Знаете ли, что, по рассказам, случилось недавно в одном из уголков нашего пространного царства? Некоторые мальчики в одном из общественных заведений (казенных или частных – не знаю), приглашенные своим училищным начальством говеть, – объявили священнику, что они нигилисты и говеют только по приказанию, – вследствие чего, конечно, священник и не допустил их до таинства. Скандал был великий, благочестивые души местечка N были смущены, а местное начальство пришло в негодование. Мне первый поведал это мой приятель г. Оглы, городничий, – лихой малый из некрещеных татар, служивший гусаром в С. полку. Так вот этот г. Оглы первый возвестил мне это событие, которое вслед за тем подтвердил мне и Пуффендорф, его помощник, немец и лютеранин. Я было не поверил рассказу, но ужас, написанный на лицах гг. Оглы и Пуффендорфа, как официальных ревнителей «порядка», говорил убедительнее всех доказательств. Но отчего так возмутились и вознегодовали мои добрые приятели-чиновники? Оскорбились ли они за веру, за православную церковь, взволновало ли их такое явное неуважение к ее обрядам и таинствам? «Да вы за что сердитесь?» – спросил я. «Помилуйте – ведь это нарушение дисциплины, ведь это…» и пр. пр.: вот что было ответом Оглы и Пуффендорфа; «ведь их свободу совести никто не стесняет, может, отцы их и не крепче были в вере, да все же ведь говели и свидетельства о говении получали и штрафу не подвергались…» – прибавляли еще мои друзья, татарин и немец.

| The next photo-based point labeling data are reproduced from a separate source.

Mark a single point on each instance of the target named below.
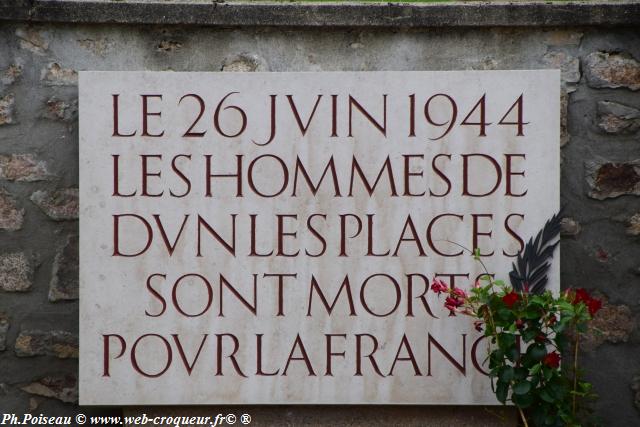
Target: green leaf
(544, 395)
(502, 389)
(522, 387)
(506, 374)
(537, 351)
(513, 354)
(529, 334)
(520, 373)
(523, 400)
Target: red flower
(552, 360)
(510, 299)
(454, 302)
(594, 305)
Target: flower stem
(524, 419)
(575, 372)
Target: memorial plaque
(270, 238)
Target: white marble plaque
(269, 238)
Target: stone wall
(39, 178)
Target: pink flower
(510, 299)
(438, 286)
(459, 293)
(478, 325)
(454, 302)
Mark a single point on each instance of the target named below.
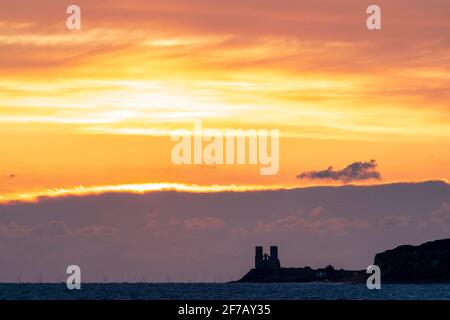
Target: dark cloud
(357, 171)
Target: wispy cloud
(357, 171)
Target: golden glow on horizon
(159, 187)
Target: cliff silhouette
(428, 262)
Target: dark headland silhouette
(429, 262)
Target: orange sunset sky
(96, 107)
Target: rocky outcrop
(306, 274)
(429, 262)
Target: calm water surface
(194, 291)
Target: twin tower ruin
(263, 261)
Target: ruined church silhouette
(263, 261)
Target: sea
(223, 291)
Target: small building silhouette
(263, 261)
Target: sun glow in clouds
(134, 188)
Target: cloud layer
(357, 171)
(211, 236)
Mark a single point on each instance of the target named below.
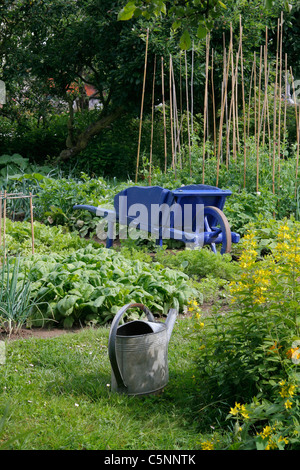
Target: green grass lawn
(55, 394)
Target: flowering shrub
(249, 356)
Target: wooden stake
(285, 96)
(258, 122)
(152, 122)
(297, 129)
(233, 97)
(205, 104)
(222, 117)
(164, 111)
(249, 104)
(280, 97)
(266, 86)
(192, 93)
(31, 219)
(213, 100)
(254, 89)
(243, 98)
(171, 113)
(142, 106)
(0, 219)
(274, 121)
(175, 116)
(187, 110)
(4, 222)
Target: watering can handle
(112, 340)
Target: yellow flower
(288, 404)
(239, 409)
(266, 432)
(207, 445)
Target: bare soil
(45, 333)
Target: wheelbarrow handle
(112, 340)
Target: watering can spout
(138, 352)
(170, 322)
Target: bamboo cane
(243, 98)
(213, 100)
(266, 86)
(0, 219)
(152, 122)
(4, 222)
(274, 121)
(175, 119)
(171, 113)
(187, 110)
(258, 122)
(297, 131)
(31, 220)
(164, 111)
(249, 104)
(285, 96)
(222, 117)
(280, 98)
(233, 97)
(205, 105)
(142, 106)
(254, 90)
(192, 93)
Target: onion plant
(16, 300)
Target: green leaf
(268, 4)
(201, 32)
(127, 12)
(65, 306)
(185, 40)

Затем почтенный г. Касьянов, возмущаясь «благоразумным лицемерием» гг. Оглы и Пуффендорфа и тут же, кстати, припоминая себе стихи знаменитого поэта-славянофила:

И ты, когда на битву с ложью
Восстанет Правда дум святых,
Не налагай на правду божью
Гнилую тягость лат земных.

Доспех Саула – ей окова,
Ей царский тягостен шелом,
Ее оружье – божье слово,
А божье слово – божий гром! –

предлагает своим читателям, а в том числе, конечно, и упомянутым выше достославным Оглы и Пуффендорфу, убеждать «некоторых мальчиков» посредством этого не им изобретенного оружия.

Прежде всего, я нахожу педагогический прием г. Касьянова в высшей степени изнурительным и даже истязательным. Никакие «действительные меры» не пилят так нестерпимо, как пиление словесное; ничто не ожесточает человека так сильно, как неумеренное казнение посредством восторженной ерунды, вроде сейчас выписанных стихов. Настоятельнейшее и притом совершенно законное право всякого истязуемого лица заключается в том, чтобы, по крайней мере, понимать цель прилагаемых к нему истязаний. Телесное наказание причиняет боль физическую и возмущает душу; конечно, Пуффендорф и Оглы не имеют ничего привлекательного, но их можно понять, их можно сносить, как временное иго (отзвонил, да и с колокольни долой), наконец, против них можно найти известные средства обороны. Но что можно сделать против наказания стиховного, против того наказания, которое стремится высосать не тело, но самую бессмертную человеческую душу? Представьте себе такую картину: сидит педагог и декламирует:

И ты, когда на битву с ложью
Восстанет Правда дум святых…

– Понимаешь? – ласково спрашивает педагог.

– Не-нет… не понимаю! – отвечает ученик, которого ласковость педагога вовсе не ободряет, а, напротив, заставляет подозревать нечто сугубое.